But what if all that was taken away? What if no animals were killed, the meat was actually filled with beneficial nutrients, and the environmental impact was basically eliminated? Sounds too good to be true? Well, not if you are willing to buy your meat from a meat lab. 

How many vegetarians would open up to a nice lab-burger? 

In some ways this reminds me of things like veggie-sausage and soy nuggets. All those vegetarian products designed to look and taste like meat products. They never really do taste like the real thing, but people still eat them because they contain almost none of the negative associations that so many people object to. This could be a whole new category of food. Cruelty-free meat. Almost like cubic zirconium--the cruelty free diamond. You could choose from veggie-dogs, lab-dogs, and hot dogs. Restaurants could have a "No Kill" option on their menu, similar to the vegetarian options sometimes given. Or they might call it something more positive like "Heart Healthy Meats"--the marketing departments will find a good name for it. Or it will just slip in as a supporting ingredient and we'll never even realize it. 

Think of all the beer you've drank lately. All the brewer's yeast required for that beer was grown in a lab. And the hops were probably designed in a lab too. Same with yeast and flour that was used to make the bread for the sandwich you might be eating for lunch today. Laboratory created.

What if you had a bowl of lentil soup and the chicken stock used as the broth for the soup was made from laboratory chicken meat? Could you tell the difference? Probably not. Would you care? Would you prefer it?

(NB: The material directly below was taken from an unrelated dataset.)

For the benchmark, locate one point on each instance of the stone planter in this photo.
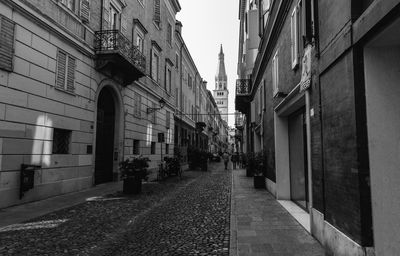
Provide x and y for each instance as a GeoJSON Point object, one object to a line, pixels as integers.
{"type": "Point", "coordinates": [132, 186]}
{"type": "Point", "coordinates": [259, 182]}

Either way, it doesn't surprise me that this is coming along. I have no doubt it will make it onto the shelves in the US (with no labels required) sooner or later. We already eat so many things that are dependent on laboratory creations.

Would laboratory meat be the antithesis of local food? What if it was meat cultivated in a local lab from indigenous species? It would certainly be a betrayal of the aesthetics of the local food movement, but possibly it could meet the principals of the local food movement better than most small farms today growing imported breeds of cows.